Cleveland (20-19) dropped a midweek series to the Rays and come to Houston having lost three straight series. They are 8-10 since taking two of three from the Astros in April. Their bullpen is still excellent, but their starters have nudged a little worse since we last saw them: with a starters ERA of 5.15, only the Reds are worse, and 18 losses from the rotation (T-2nd worst in MLB) show that the team isn’t digging out of very many holes their starters dig them.
That could be a problem when they’re facing an Astros team that has gotten better at scoring earlier in games. Since their trip to Cleveland, Houston (29-12) has turned into a rolling ball of knives, going 15-4 and coming off a sweep of a listless Marlins team in Miami. They start the weekend with a 7.5 game division lead over those fuckers in the metroplex.

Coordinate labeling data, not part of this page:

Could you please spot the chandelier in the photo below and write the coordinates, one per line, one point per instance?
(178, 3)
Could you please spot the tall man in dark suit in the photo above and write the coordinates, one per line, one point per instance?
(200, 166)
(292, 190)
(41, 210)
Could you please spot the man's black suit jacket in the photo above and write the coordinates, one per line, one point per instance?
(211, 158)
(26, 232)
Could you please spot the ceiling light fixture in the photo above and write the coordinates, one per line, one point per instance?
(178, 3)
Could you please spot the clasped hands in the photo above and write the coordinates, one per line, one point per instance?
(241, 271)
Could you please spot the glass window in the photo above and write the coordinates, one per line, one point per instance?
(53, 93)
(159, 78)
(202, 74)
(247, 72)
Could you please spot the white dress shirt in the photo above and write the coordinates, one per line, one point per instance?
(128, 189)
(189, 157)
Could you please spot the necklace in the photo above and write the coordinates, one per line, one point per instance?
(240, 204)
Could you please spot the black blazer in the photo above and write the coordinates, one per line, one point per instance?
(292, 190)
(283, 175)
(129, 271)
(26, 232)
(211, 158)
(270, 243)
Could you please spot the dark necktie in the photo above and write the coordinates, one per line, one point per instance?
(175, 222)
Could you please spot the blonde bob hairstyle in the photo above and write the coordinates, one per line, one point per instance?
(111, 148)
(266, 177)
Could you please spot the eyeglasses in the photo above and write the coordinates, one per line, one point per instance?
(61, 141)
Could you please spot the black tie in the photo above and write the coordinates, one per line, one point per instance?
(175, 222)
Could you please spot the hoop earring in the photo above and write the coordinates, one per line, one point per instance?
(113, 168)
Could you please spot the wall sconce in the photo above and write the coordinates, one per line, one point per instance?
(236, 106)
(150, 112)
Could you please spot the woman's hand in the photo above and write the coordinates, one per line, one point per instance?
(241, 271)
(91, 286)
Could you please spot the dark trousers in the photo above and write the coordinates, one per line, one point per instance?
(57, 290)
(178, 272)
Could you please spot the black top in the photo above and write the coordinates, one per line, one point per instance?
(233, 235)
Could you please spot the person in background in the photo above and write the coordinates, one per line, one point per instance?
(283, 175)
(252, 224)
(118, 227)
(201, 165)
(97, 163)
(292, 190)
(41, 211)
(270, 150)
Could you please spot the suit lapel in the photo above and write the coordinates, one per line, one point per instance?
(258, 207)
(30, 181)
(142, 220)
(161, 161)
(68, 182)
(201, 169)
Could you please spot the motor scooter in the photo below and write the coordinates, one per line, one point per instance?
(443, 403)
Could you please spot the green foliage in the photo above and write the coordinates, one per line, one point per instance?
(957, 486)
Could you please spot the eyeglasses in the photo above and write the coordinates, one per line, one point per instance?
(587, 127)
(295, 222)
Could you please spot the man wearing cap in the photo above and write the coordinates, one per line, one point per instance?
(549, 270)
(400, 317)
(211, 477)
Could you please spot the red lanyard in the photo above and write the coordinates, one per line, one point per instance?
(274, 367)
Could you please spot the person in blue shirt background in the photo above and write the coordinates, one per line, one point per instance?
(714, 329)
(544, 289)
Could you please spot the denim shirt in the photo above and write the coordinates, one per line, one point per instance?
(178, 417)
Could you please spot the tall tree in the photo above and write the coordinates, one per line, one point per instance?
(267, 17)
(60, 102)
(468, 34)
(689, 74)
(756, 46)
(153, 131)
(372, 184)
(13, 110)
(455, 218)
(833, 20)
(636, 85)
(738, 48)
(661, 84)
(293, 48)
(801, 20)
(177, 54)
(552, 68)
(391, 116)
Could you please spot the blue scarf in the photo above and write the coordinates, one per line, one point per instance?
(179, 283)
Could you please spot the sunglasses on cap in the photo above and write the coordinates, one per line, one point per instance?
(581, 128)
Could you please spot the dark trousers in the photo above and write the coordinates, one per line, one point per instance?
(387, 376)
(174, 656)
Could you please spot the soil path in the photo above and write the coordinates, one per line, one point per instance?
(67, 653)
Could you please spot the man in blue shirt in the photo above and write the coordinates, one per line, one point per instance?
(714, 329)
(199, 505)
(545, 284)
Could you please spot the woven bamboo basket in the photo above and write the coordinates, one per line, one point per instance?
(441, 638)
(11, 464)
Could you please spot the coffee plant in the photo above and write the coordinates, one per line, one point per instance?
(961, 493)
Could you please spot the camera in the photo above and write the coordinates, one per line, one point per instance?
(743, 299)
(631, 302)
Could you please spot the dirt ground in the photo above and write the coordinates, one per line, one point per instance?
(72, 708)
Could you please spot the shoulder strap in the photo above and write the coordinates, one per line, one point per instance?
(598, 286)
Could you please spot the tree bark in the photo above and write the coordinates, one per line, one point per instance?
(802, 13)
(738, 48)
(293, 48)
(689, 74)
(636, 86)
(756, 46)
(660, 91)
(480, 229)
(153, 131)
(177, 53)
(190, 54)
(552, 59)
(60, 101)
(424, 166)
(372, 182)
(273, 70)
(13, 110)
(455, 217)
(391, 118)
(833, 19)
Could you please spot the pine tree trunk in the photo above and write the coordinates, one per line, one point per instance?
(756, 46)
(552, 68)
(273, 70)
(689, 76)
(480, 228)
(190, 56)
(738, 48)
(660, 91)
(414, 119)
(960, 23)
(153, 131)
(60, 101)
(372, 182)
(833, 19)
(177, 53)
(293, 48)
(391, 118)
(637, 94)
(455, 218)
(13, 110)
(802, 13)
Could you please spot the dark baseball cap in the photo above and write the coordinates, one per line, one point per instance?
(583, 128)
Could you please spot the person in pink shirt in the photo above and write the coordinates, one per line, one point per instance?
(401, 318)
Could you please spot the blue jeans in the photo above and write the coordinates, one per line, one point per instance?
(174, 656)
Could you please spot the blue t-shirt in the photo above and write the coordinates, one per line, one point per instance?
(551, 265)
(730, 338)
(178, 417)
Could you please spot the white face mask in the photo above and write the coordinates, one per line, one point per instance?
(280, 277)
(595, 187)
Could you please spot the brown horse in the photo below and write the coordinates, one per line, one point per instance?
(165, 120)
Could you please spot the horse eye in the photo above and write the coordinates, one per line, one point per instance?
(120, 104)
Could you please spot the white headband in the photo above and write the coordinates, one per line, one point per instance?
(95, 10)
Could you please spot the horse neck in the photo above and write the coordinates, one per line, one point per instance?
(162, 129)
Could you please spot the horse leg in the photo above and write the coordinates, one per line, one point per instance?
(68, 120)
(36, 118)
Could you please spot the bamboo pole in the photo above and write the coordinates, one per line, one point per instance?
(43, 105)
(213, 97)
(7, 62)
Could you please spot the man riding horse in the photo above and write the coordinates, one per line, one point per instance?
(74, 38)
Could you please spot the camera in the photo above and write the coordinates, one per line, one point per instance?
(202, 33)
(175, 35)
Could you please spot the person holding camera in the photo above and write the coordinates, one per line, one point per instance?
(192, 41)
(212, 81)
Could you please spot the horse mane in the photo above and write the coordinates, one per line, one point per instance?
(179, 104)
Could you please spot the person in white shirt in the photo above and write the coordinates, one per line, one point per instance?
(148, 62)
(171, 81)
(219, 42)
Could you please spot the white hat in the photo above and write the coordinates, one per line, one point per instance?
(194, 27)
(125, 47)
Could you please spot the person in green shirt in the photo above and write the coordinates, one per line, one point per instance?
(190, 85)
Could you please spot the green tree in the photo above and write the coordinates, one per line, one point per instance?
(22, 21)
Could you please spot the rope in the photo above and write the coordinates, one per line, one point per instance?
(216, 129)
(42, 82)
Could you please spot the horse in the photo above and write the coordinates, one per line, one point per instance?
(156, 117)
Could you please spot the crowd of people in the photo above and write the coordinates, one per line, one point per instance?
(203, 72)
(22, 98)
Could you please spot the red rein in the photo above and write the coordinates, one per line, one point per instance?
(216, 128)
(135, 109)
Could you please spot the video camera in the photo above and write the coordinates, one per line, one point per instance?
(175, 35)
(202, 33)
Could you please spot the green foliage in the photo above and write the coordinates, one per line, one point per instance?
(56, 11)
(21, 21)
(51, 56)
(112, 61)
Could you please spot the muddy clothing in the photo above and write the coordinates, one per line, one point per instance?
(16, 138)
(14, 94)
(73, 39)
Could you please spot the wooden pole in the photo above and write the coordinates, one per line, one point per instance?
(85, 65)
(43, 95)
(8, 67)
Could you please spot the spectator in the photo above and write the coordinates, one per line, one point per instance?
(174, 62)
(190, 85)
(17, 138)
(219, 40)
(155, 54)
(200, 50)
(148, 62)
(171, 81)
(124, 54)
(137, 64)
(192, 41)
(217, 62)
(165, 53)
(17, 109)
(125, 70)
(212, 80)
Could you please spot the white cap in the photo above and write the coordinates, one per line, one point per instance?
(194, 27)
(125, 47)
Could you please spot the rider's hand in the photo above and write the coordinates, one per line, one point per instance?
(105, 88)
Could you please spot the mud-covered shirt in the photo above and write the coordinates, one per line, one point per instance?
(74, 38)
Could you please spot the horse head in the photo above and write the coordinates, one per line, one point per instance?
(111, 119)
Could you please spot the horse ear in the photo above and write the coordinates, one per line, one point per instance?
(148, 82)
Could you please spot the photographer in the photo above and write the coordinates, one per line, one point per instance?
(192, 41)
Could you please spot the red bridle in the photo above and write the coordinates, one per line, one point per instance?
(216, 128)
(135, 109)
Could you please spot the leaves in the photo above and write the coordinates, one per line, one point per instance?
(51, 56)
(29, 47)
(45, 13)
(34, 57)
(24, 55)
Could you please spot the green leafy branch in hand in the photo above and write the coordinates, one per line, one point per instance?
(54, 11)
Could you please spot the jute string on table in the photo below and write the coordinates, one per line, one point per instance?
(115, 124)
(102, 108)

Friday, May 19 – 7:10pm CDT
Trevor Bauer (3-4, 6.92) vs. Charlie Morton (5-2, 3.97)
The Astros got their only win of the season series against Bauer, scoring four runs in six innings. He has continued to struggle with consistency: the Tigers lit him up for seven runs on May 1, and he still has not allowed fewer than two runs in a game.
Morton racked up ten K’s against the Yanks and he has wins in four straight starts. The Cleveland lineup is full of small sample sizes (NTTAWWT) against Morton; those who faced him did so in his only career start against the Indians in 2015, when he lost a quality start. But, for what it’s worth, they are a combined .118/.250/.118 against him.
Saturday, May 20 – 3:10pm CDT
Mike Clevinger (1-1, 2.61) vs. Mike Fiers (1-1, 5.75)
Clevinger came up from the minors when Corey Kluber went on the DL and has made two starts and one relief appearance. Don’t let his ERA fool you… there’s some potential here. In his first start he tossed 5.2 shutout innings against an awful Kansas City lineup that is dead last in many offensive categories. Then he got pulled in the 5th inning after allowing three runs to a Twins lineup that isn’t much better at scoring runs. Between those two starts he has walked nine batters.
All things considered, Fiers actually didn’t do that bad against the Yankees and was in line for a win before Harris and Devenski went supernova. Too bad.
Oddly enough, this is a repeat of a matchup between the Astros and Indians in Cleveland last September. Clevinger got the start as the Tribe deployed a starter-by-committee approach for the game. The Astros scratched out a run in the first on Clevinger and went on to win 6-2, with Fiers picking up his 10th win after five innings of two-run ball. It was also Fiers’s second win against the Indians last season, having held them to one run over seven innings earlier in the year.
Sunday, May 21 – 1:10pm CDT
Danny Salazar (2-4, 5.66) vs. Joe Musgrove (3-3, 4.57)
Like Bauer, Salazar has struggled with consistency (the good kind, at least). He’s usually good for 5-6 innings and about three runs per start, although he’s allowed five runs in consecutive starts and just gave up a Fiersian four home runs to the Rays. He did have a good outing against the Astros last year, working five innings while allowing a run and striking out ten. That game turned into the 16-inning marathon the Astros ended up winning.
Musgrove fell one out short of back-to-back quality starts, holding the Marlins to one run over 5.2 innings. He has not yet pitched against the Indians.